Segundo: “hasta que punto cabe afirmar la existencia de tal identidad colectiva en sociedades en las que el grado de especialización del trabajo y la multiplicidad y complejidad de las relaciones sociales provocan tal heterogeneidad que indudablemente se arriesga a perder la integración / identificación / reconocimiento en el grupo. Se pregunta: ¿cómo subsistirá la solidaridad en una sociedad plural y atomizada?. “La cuestión, […] es cómo dilucidar los intereses de los otros que puedo  (y debo) asumir como propios en aras del principio de solidaridad, sin quebrar el respeto a la identidad propia.
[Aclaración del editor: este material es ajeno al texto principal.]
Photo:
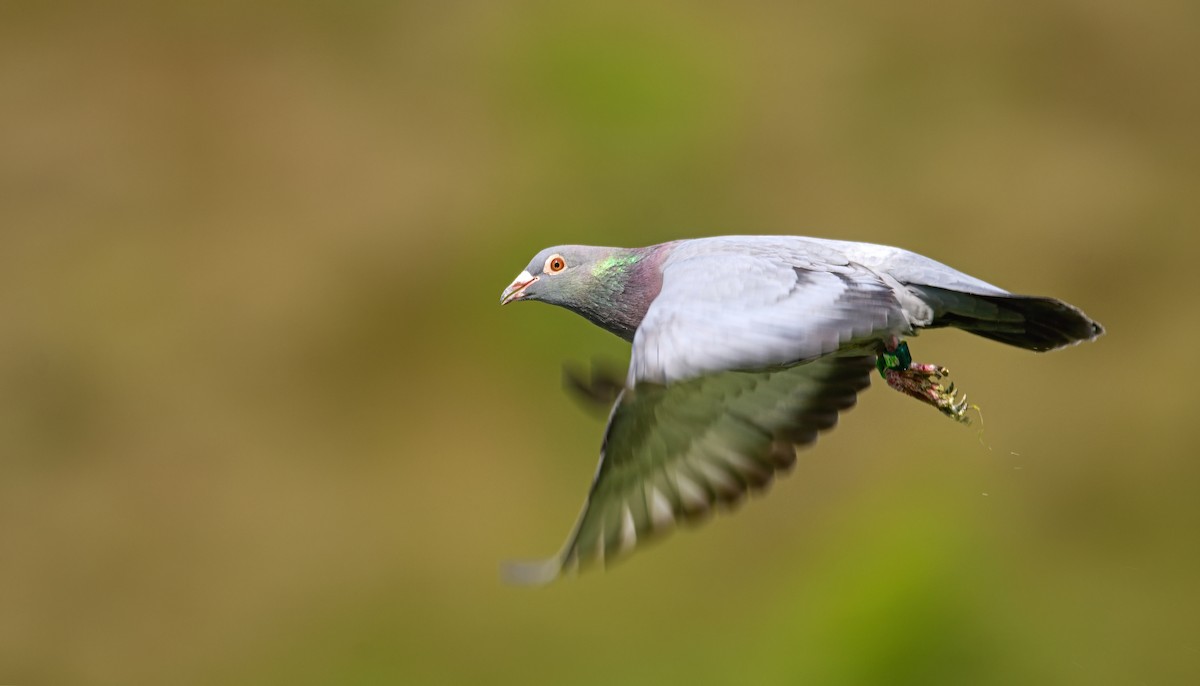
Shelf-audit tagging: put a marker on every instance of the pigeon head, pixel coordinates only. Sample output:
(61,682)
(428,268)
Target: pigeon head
(610,287)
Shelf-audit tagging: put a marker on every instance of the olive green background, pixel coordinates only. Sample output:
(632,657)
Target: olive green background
(262,420)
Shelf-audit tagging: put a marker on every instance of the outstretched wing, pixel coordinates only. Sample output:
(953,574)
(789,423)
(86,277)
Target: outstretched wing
(673,452)
(757,306)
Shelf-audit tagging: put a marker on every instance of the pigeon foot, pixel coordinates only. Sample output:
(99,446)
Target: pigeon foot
(922,381)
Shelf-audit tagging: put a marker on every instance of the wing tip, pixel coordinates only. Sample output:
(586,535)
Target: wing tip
(531,573)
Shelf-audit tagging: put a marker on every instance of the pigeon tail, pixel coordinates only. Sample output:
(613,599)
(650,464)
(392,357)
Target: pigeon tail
(1029,322)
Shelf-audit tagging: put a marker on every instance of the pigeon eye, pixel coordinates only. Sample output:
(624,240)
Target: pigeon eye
(555,264)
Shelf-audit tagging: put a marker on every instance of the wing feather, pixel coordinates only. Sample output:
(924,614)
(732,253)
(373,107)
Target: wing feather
(673,453)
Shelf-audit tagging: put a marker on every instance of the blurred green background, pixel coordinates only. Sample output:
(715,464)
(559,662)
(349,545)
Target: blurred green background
(262,420)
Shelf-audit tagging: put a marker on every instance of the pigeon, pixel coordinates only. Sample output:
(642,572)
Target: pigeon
(743,349)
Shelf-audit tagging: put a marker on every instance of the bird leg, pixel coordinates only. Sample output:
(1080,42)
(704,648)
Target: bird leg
(921,381)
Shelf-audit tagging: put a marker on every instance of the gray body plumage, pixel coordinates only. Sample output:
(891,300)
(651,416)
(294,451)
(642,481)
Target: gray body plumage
(743,348)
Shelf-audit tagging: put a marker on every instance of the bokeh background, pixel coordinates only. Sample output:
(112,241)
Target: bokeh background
(262,420)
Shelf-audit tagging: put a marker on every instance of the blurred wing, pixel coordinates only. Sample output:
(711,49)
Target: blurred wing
(748,312)
(671,453)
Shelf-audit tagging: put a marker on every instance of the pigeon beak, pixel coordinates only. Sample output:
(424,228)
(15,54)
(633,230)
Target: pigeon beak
(516,289)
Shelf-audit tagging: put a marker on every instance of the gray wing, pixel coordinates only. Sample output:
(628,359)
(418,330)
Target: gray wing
(757,310)
(672,453)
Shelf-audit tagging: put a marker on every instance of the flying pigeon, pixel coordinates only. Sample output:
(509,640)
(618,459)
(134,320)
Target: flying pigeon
(745,348)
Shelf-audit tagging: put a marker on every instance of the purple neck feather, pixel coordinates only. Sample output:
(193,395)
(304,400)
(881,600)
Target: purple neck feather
(629,282)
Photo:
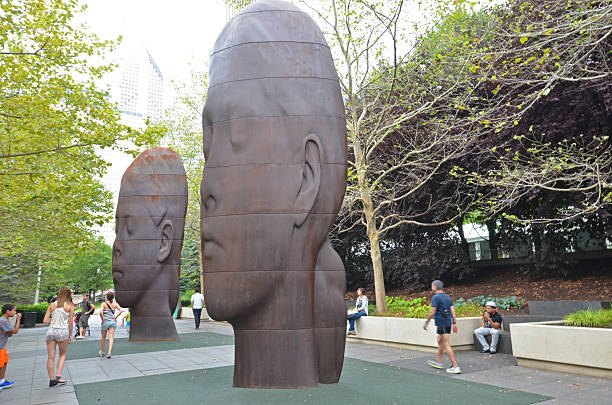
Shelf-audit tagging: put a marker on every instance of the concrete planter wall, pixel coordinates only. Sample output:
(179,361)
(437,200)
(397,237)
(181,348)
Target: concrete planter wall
(187,313)
(551,346)
(409,332)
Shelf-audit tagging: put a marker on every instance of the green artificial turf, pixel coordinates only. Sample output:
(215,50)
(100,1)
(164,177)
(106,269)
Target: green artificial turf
(361,383)
(83,349)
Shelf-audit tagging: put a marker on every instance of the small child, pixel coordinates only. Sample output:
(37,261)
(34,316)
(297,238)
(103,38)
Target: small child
(6,330)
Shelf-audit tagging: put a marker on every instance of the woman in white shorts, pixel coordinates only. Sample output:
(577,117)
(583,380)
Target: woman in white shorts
(60,315)
(109,323)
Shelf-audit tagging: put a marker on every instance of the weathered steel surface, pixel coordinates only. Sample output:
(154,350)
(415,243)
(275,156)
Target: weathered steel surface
(274,180)
(150,222)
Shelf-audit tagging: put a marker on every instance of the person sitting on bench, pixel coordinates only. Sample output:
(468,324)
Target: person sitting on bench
(491,325)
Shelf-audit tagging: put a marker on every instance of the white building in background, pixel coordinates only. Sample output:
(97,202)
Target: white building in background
(136,86)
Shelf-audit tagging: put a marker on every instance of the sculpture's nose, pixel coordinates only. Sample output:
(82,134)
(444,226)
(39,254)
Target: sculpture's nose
(209,197)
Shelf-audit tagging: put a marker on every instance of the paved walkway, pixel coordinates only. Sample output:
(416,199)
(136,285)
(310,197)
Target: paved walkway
(28,356)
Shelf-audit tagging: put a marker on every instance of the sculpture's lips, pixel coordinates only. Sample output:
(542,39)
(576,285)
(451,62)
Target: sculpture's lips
(209,248)
(117,274)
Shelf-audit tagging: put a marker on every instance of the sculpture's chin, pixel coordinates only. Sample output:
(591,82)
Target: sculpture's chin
(231,296)
(125,299)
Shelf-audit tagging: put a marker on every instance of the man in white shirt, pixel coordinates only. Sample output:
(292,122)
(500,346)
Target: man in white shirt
(361,309)
(197,301)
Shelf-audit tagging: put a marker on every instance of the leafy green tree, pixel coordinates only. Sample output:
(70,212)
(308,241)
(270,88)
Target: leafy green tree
(181,130)
(91,270)
(53,120)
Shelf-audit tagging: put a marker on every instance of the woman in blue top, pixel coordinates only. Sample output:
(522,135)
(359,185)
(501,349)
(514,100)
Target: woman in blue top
(361,309)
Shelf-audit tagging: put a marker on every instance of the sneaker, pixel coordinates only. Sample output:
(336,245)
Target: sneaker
(435,364)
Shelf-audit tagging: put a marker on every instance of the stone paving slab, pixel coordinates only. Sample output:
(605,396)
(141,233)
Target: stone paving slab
(83,349)
(361,382)
(28,368)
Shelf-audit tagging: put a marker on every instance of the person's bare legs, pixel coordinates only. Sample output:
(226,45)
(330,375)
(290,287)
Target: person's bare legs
(63,346)
(51,358)
(449,349)
(440,349)
(103,341)
(111,339)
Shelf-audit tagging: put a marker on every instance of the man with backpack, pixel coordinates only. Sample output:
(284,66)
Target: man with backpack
(443,311)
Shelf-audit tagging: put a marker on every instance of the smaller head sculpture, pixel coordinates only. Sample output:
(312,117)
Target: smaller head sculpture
(150,221)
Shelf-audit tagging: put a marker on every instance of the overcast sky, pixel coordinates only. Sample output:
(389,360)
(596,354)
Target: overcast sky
(177,33)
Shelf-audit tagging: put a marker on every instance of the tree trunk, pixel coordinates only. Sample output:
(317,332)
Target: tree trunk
(464,245)
(201,266)
(491,228)
(374,238)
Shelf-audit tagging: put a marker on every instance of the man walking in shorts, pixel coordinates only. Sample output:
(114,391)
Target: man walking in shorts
(443,311)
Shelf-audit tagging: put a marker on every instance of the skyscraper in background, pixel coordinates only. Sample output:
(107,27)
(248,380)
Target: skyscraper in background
(136,86)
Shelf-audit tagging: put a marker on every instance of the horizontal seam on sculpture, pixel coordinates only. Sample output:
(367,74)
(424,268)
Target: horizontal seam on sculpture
(270,330)
(268,42)
(317,116)
(276,116)
(273,164)
(154,195)
(123,291)
(270,213)
(269,10)
(133,174)
(146,265)
(260,271)
(273,77)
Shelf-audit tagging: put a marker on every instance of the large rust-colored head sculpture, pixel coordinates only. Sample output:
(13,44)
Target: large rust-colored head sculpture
(274,180)
(150,221)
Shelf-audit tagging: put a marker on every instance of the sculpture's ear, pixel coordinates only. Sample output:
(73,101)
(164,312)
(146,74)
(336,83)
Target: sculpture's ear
(167,239)
(311,178)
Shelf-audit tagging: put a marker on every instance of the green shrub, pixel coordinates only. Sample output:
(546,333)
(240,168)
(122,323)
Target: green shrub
(507,302)
(40,310)
(186,298)
(468,309)
(402,307)
(589,318)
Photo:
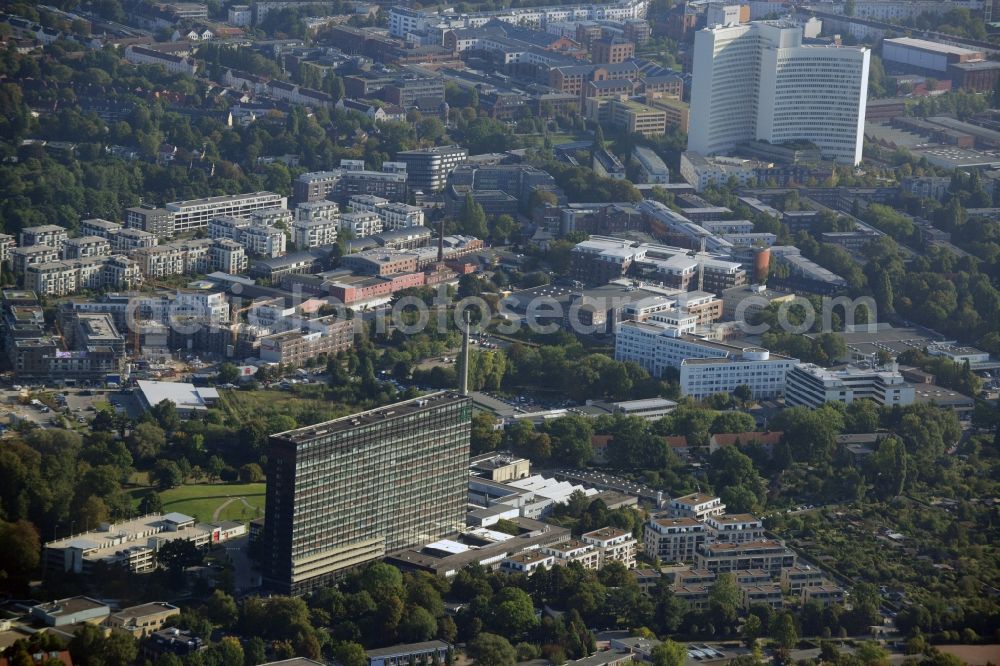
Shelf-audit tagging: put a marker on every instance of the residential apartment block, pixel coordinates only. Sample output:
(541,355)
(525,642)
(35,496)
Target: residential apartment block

O […] ¿hasta qué punto se puede ampliar en esas condiciones el círculo del nosotros?”.

Esas  interrogantes parecieran justificar el freno a la ampliación del “nosotros” en el momento en que aparecen diferencias que pudieran mostrarse, al menos para una mayoría, como suficientemente relevantes  para exigir el final de tal ampliación; o, por el contrario, como sucede en los grupos xenófobos y racistas, no justificar la relevancia argumentando que el mantenimiento de esas diferencias no es la lógica consecuencia del respeto de unos derechos, sino de la defensa de una identidad que se construye precisamente como negación de derechos y de la igualdad y la solidaridad de otros a los que se exigen contradictoriamente respeto a la propia identidad.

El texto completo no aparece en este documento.